The state’s highest court heard oral arguments in June regarding Myles et al. v. Weingrad, an injury malpractice case that focuses on whether Florida’s $500,000 medical malpractice noneconomic damages cap can be applied retroactively. However, after the court in March ruled that the state’s wrongful death cap was unconstitutional, the plaintiffs in Weingrad now argue the injury limit should be thrown out on constitutional grounds.
The personal injury malpractice cap is indeed in danger of being overturned, said Jeff Scott, general counsel for the Florida Medical Association. The FMA is not directly involved in the case.

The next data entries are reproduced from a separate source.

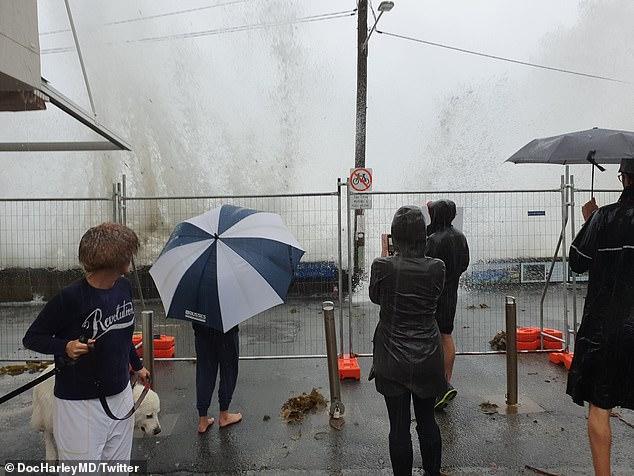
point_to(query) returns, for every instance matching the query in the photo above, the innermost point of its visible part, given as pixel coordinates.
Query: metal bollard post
(336, 406)
(148, 343)
(511, 351)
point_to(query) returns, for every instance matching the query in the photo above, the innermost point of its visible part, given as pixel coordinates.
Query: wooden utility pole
(362, 82)
(362, 101)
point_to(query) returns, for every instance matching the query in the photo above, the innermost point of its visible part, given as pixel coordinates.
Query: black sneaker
(444, 400)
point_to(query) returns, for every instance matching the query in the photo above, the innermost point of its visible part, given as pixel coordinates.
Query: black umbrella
(595, 146)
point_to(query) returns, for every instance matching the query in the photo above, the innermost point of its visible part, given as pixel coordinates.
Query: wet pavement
(474, 443)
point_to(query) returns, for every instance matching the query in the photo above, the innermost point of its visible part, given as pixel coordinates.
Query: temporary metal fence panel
(39, 239)
(512, 236)
(293, 329)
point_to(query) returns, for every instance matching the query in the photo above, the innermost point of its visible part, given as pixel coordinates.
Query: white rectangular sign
(360, 201)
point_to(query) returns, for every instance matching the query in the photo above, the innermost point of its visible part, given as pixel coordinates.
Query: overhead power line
(253, 26)
(218, 31)
(178, 12)
(501, 58)
(158, 15)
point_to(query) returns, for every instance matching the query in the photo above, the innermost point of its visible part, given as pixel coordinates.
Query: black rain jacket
(450, 246)
(602, 370)
(407, 350)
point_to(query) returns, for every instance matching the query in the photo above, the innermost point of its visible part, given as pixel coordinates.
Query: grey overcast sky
(273, 109)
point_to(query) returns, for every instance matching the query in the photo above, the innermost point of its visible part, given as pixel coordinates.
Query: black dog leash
(137, 404)
(102, 398)
(28, 386)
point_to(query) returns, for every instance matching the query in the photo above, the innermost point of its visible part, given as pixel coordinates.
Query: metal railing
(512, 235)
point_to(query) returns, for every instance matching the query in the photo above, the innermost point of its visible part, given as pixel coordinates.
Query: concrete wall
(27, 284)
(19, 45)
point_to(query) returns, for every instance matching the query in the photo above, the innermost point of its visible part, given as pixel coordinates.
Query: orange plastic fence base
(159, 353)
(561, 358)
(349, 367)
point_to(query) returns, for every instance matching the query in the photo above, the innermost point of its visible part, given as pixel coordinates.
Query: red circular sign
(361, 180)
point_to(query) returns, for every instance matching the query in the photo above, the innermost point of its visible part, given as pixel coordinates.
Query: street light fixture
(386, 6)
(383, 7)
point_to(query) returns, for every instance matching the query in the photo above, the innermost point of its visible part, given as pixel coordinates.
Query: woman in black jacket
(408, 357)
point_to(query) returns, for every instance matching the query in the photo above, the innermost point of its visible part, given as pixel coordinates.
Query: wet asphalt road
(474, 443)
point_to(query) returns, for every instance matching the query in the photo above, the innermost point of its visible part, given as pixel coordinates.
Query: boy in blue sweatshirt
(97, 308)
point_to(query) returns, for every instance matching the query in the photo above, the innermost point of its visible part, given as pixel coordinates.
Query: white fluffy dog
(145, 418)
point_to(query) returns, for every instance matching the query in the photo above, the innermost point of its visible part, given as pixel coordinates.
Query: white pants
(83, 431)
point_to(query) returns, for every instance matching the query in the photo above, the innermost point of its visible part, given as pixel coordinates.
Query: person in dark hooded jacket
(407, 358)
(449, 245)
(602, 371)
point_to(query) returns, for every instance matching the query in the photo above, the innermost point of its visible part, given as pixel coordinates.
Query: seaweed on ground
(296, 408)
(499, 341)
(30, 367)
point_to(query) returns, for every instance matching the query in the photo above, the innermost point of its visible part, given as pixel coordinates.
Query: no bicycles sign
(361, 180)
(360, 184)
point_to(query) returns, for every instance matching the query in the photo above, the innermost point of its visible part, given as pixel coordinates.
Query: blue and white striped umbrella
(225, 266)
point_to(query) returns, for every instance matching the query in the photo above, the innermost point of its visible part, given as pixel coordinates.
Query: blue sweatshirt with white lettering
(106, 315)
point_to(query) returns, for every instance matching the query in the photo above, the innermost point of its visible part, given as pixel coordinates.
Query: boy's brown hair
(107, 246)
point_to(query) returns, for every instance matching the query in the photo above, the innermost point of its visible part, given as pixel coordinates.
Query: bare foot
(204, 423)
(228, 419)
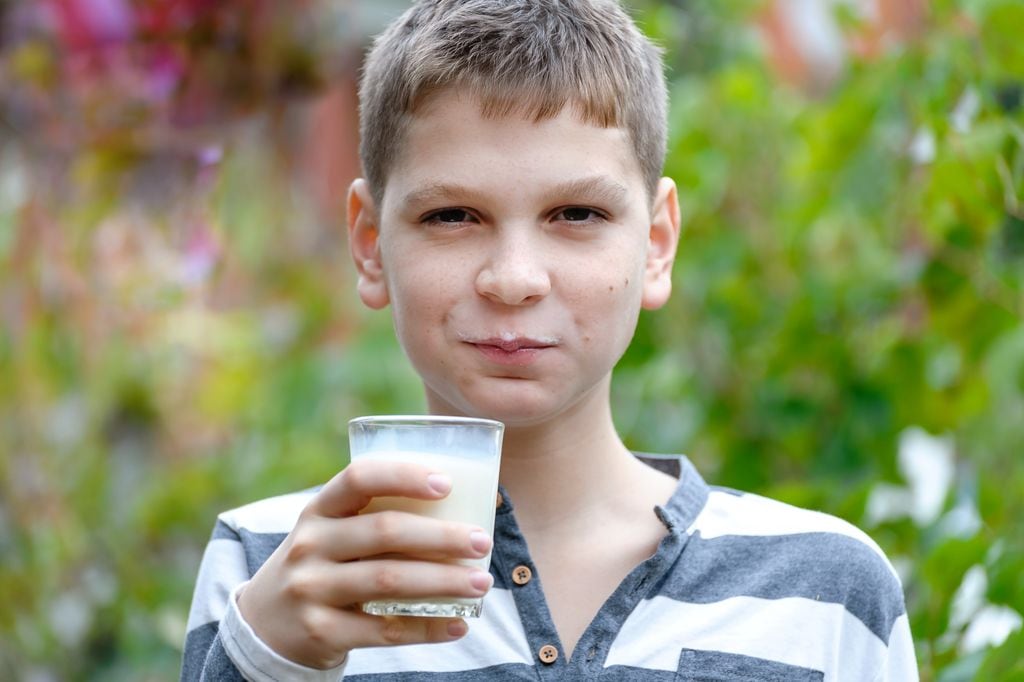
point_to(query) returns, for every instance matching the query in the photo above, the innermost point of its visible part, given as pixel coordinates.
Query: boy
(513, 218)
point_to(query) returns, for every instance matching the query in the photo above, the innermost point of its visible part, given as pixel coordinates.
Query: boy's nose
(513, 275)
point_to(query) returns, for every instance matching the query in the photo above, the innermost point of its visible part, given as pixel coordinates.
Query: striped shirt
(740, 588)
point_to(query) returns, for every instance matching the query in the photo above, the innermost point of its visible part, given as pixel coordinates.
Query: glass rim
(423, 420)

"Given the track record of the (Florida) Supreme Court, one would have to conclude the likelihood of a favorable opinion is slim," Mr. Scott said in an interview.
The case stems from leg surgery performed on Kimberly Ann Miles by Aventura, Fla.–based surgeon Dr. Daniel Weingrad. Ms. Miles claimed the surgery to remove residual melanoma was unnecessary and resulted in ongoing pain. A jury awarded Ms. Miles and her husband $1.5 million in noneconomic damages and $16,000 in economic damages.
Dr. Weingrad requested that the trial court reduce the noneconomic damages award to $500,000 in accordance with the state’s cap, enacted in 2003. The plaintiffs argued the statute was implemented after the alleged negligence occurred and should not apply. An appeals court ruled in favor of Dr. Weingrad, and the plaintiffs appealed to the Florida Supreme Court.
Before Florida Supreme Court justices heard the case however, they reviewed McCall v. United States in which they overturned the state’s $1 million wrongful death damages cap. The award limit violated plaintiffs’ equal protection rights, judges said. In the months following the decision, plaintiffs’ attorneys have tried to get the injury award limit struck down by citing language in McCall, said Dinah S. Stein, a malpractice defense attorney who represents Dr. Weingrad.